UPDATE: I recently switched to the Iphone 11 Pro so no more BlueCat for me unfortunately. Looks like I will be programming a bunch of freqs into the FT-817 soon. :(



While HF wires are not as quick to setup as say a CHA-MIl Whip and Hybrid-Micro, they are much cheaper, more efficient, can operate without a tuner, and when you only have 5W to send you need to make sure most of it is getting out, not "warming the wire".

My experience with the Mil Whip has been very disappointing when used with the FT-817 because of the location I'm at. Nothing against the design itself, as I have tested it in other areas and had good success getting my signal out, but in my current QTH and with the current propagation, it does not make the trip most of the time.

Getting out of the draw I live in requires an NVIS element to any antenna I use and the Mil Whip doesn't provide me an efficient launch point even when laid over horizontally. The meager 5W and compromised MIL Whip just can't get the job done. If I had 20W moving through it, I'm sure the results would be better, but long story short, it's never going to be as good as a resonant antenna.

UPDATE: I am using the MPAS setup now and learning it's limitations when restricted to the Mil Whip. The speed of setup makes it worth having in the kit IMO, if time and location permits the sloper is always choice.

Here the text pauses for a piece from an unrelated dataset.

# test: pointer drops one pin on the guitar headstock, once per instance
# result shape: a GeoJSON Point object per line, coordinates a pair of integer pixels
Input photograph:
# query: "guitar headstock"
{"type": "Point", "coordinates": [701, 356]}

Since a high priority use for the "go-box" would be to contact the wife on 80M NVIS from work 50 miles away so using a more efficient wire just makes sense, not to mention the size restriction the box puts on any antenna I might add to the system.

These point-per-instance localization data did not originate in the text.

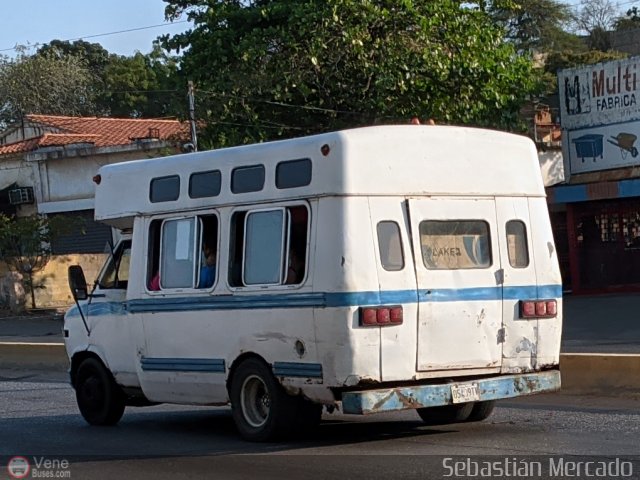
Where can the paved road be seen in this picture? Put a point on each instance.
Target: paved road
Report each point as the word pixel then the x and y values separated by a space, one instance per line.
pixel 40 418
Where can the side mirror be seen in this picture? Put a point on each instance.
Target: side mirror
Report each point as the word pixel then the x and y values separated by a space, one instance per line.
pixel 77 283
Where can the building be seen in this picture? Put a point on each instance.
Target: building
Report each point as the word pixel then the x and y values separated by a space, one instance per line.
pixel 47 164
pixel 596 212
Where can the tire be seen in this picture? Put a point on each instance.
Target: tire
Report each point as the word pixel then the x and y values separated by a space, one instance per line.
pixel 100 400
pixel 261 409
pixel 445 414
pixel 481 411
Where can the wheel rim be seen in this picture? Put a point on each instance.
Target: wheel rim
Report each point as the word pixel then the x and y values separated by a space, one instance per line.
pixel 255 401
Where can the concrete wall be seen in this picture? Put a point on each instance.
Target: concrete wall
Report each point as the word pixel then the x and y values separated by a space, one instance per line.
pixel 53 279
pixel 71 177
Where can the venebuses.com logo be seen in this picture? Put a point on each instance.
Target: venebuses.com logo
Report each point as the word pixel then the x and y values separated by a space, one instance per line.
pixel 38 467
pixel 18 467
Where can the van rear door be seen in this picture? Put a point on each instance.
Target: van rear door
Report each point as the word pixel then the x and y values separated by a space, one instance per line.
pixel 459 274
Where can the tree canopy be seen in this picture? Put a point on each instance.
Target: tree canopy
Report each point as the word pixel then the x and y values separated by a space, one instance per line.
pixel 272 68
pixel 44 84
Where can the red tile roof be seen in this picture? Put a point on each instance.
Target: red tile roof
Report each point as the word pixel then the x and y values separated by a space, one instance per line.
pixel 100 131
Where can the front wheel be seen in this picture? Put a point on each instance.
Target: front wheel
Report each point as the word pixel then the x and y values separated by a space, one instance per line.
pixel 261 409
pixel 445 414
pixel 100 400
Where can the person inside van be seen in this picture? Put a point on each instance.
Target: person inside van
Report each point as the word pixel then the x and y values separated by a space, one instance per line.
pixel 208 269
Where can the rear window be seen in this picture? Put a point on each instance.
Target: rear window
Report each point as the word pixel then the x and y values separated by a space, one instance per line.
pixel 390 245
pixel 455 244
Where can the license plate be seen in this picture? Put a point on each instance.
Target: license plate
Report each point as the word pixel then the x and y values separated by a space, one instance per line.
pixel 465 392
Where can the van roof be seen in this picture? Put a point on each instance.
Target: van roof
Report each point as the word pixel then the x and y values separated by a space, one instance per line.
pixel 385 160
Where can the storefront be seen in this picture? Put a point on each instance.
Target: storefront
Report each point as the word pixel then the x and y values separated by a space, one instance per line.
pixel 597 231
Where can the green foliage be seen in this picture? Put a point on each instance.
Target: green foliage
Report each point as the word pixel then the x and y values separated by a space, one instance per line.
pixel 536 25
pixel 45 84
pixel 277 68
pixel 25 243
pixel 628 22
pixel 141 85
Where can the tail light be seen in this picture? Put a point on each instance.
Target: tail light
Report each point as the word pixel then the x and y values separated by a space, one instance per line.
pixel 538 308
pixel 380 316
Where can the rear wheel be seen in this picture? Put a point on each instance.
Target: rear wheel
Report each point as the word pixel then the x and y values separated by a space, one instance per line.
pixel 445 414
pixel 100 400
pixel 481 411
pixel 261 409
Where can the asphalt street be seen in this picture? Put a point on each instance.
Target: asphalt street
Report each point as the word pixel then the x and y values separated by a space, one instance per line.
pixel 39 419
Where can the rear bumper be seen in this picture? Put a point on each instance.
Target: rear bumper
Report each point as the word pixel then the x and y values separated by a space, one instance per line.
pixel 492 388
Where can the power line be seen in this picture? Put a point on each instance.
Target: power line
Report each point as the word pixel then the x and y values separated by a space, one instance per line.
pixel 102 34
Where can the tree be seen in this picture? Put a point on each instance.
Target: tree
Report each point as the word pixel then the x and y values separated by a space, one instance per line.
pixel 45 84
pixel 276 68
pixel 630 21
pixel 25 244
pixel 537 25
pixel 141 85
pixel 597 17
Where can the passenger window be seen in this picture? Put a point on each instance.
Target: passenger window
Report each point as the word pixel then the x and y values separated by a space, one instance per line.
pixel 183 253
pixel 268 247
pixel 205 184
pixel 247 179
pixel 390 245
pixel 455 244
pixel 116 272
pixel 164 189
pixel 293 173
pixel 517 244
pixel 264 245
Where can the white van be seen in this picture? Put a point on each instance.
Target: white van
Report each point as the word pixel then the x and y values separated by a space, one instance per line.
pixel 369 270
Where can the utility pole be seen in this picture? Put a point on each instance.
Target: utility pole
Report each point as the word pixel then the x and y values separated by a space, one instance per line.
pixel 192 116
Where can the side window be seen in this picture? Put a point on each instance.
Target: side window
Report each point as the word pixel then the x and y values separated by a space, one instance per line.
pixel 268 247
pixel 164 189
pixel 177 253
pixel 517 244
pixel 293 173
pixel 390 245
pixel 115 274
pixel 183 253
pixel 264 246
pixel 455 244
pixel 247 179
pixel 205 184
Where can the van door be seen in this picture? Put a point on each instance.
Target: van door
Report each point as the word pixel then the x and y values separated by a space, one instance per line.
pixel 520 283
pixel 397 284
pixel 459 273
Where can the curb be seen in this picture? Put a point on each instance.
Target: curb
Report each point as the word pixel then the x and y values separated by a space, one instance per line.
pixel 31 355
pixel 607 374
pixel 582 373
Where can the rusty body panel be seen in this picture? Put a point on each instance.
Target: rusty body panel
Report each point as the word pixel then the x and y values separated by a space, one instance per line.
pixel 403 398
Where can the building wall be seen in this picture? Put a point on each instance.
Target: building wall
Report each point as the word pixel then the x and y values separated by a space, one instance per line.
pixel 71 177
pixel 53 279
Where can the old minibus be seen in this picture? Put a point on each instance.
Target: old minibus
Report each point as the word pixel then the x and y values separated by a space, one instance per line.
pixel 367 270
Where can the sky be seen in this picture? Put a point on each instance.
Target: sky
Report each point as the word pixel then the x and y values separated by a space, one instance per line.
pixel 29 22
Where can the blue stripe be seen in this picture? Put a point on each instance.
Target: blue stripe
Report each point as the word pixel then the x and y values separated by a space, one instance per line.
pixel 328 299
pixel 182 365
pixel 295 369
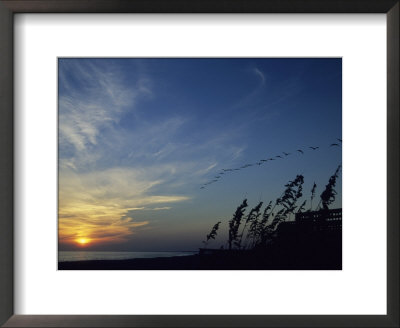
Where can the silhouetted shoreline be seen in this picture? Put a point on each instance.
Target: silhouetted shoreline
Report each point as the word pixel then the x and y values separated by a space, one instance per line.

I have found that an EFHW "sloper" or NVIS Dipole works best with 5W and without the requirement for a tuner, so it's kind of a no-brainer to me.

The EFHW antennas definitely win in the "ease of setup" category and the QRP Guys 80M EFHW w/ 135ft of Wireman 535 #26awg fit the bill perfectly as did my fist QRP antenna, the LNR Trail Friendly.

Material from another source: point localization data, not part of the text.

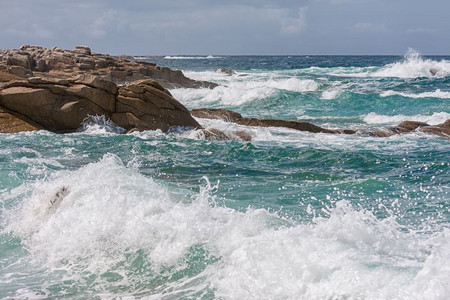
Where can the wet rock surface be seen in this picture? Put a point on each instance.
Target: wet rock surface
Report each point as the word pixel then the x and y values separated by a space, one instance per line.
pixel 31 61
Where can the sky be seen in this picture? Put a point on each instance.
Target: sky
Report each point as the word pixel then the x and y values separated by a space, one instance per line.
pixel 235 27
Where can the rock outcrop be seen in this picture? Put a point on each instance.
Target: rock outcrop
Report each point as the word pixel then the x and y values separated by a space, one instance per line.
pixel 61 105
pixel 33 61
pixel 413 126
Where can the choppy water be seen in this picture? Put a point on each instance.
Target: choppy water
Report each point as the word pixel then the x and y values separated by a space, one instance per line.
pixel 290 215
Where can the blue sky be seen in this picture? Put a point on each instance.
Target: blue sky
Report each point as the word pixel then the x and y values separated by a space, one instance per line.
pixel 265 27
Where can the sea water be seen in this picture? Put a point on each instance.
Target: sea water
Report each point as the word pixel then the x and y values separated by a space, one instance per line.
pixel 290 215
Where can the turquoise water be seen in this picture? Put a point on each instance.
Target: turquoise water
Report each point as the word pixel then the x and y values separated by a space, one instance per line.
pixel 290 215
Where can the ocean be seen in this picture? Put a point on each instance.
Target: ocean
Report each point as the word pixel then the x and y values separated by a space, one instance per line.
pixel 289 215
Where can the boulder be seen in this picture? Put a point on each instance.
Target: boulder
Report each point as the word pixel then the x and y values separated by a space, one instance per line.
pixel 29 61
pixel 234 117
pixel 12 124
pixel 228 72
pixel 61 105
pixel 146 105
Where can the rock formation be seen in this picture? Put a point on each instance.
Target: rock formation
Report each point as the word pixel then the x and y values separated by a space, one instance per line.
pixel 33 61
pixel 61 105
pixel 234 117
pixel 413 126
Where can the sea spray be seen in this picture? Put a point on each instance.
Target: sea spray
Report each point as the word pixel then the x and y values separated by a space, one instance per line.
pixel 289 215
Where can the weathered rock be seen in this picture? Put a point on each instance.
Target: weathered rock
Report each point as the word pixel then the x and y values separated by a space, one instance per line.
pixel 12 124
pixel 231 116
pixel 440 129
pixel 228 72
pixel 31 61
pixel 408 126
pixel 214 134
pixel 152 107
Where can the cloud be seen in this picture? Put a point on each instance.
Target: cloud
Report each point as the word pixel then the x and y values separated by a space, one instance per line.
pixel 370 27
pixel 421 31
pixel 294 25
pixel 99 27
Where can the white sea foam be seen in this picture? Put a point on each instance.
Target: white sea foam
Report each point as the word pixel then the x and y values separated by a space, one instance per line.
pixel 88 221
pixel 331 94
pixel 436 94
pixel 413 66
pixel 238 91
pixel 434 119
pixel 99 124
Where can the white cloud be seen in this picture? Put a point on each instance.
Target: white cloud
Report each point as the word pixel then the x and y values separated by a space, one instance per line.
pixel 370 27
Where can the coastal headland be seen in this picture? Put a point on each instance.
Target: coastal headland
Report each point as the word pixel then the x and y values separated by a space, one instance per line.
pixel 56 90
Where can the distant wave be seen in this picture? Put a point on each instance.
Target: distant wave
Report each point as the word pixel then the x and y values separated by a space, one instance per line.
pixel 436 94
pixel 192 57
pixel 434 119
pixel 239 92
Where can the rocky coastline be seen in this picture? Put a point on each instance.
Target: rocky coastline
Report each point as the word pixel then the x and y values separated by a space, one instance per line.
pixel 56 90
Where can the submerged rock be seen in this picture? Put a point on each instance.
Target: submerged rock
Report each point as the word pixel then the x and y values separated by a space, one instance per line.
pixel 29 61
pixel 228 72
pixel 234 117
pixel 404 127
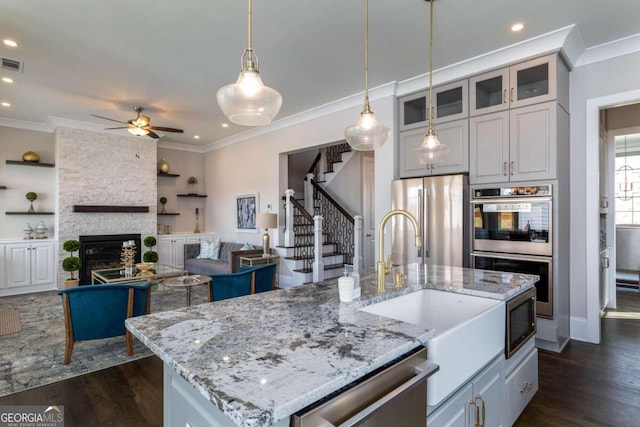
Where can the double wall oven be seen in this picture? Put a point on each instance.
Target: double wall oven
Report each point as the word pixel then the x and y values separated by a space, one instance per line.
pixel 513 232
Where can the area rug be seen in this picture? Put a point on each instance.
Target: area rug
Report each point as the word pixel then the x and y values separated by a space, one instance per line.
pixel 10 322
pixel 35 356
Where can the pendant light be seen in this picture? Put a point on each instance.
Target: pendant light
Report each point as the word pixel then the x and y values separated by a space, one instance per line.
pixel 431 151
pixel 367 133
pixel 248 102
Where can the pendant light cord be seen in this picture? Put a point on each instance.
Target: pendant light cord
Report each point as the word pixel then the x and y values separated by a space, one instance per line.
pixel 431 64
pixel 367 108
pixel 249 25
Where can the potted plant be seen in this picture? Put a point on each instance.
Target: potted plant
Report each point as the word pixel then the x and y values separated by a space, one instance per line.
pixel 71 263
pixel 150 255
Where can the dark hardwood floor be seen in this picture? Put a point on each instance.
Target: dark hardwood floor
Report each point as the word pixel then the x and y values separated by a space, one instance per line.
pixel 586 385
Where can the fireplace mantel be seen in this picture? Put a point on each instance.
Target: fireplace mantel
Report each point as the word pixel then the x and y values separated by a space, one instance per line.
pixel 110 209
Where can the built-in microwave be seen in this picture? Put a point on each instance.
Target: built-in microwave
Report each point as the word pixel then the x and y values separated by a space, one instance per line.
pixel 516 263
pixel 515 220
pixel 520 321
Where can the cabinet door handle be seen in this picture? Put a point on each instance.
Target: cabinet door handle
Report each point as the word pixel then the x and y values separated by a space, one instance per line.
pixel 480 410
pixel 528 386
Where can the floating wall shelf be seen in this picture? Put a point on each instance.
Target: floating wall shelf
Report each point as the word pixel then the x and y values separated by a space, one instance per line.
pixel 28 213
pixel 110 209
pixel 38 164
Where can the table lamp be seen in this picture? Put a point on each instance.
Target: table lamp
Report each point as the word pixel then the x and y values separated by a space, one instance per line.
pixel 266 221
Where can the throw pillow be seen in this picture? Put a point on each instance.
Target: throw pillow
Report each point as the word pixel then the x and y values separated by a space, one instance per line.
pixel 209 250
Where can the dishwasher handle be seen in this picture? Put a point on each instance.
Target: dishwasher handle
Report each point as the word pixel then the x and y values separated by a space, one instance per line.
pixel 423 370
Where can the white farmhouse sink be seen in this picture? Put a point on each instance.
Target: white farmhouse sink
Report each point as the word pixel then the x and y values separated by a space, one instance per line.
pixel 469 333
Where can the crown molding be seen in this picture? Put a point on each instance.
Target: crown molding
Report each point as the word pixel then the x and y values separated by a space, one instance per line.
pixel 537 46
pixel 355 100
pixel 24 124
pixel 610 50
pixel 181 147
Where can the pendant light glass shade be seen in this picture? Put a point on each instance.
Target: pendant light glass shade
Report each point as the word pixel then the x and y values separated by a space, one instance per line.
pixel 367 133
pixel 248 102
pixel 431 151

For the 2M/70CM component, I decide on the Super Elastic Signal Stick for unmounted use as it's flexible, strong and the builder doesn't sell hype. Will see how it performs.


The MFJ-1721, my goto car antenna, for when driving and operating.

For home use as a last ditch HAM Shack rig, I plan on setting up a discone on the roof for non-HF freqs.


I'm reminded of the USMC Rifle Creed, in that "this is my go-box, there are many like it, but this one is mine" and for better or worse, I feel it should do the trick.

SOTA activations next year will be a good test for working out any bugs, and a few trips to work in the rigs to practice some NVIS contacts with home will also prove out if it will do all I intended for it to do.

My advise to anyone thinking about a "go-box" would echo the Offgridham article...

Plan before you buy, decide what you need/want before you spend. Then execute in a "workmanlike manner" that you can be proud of!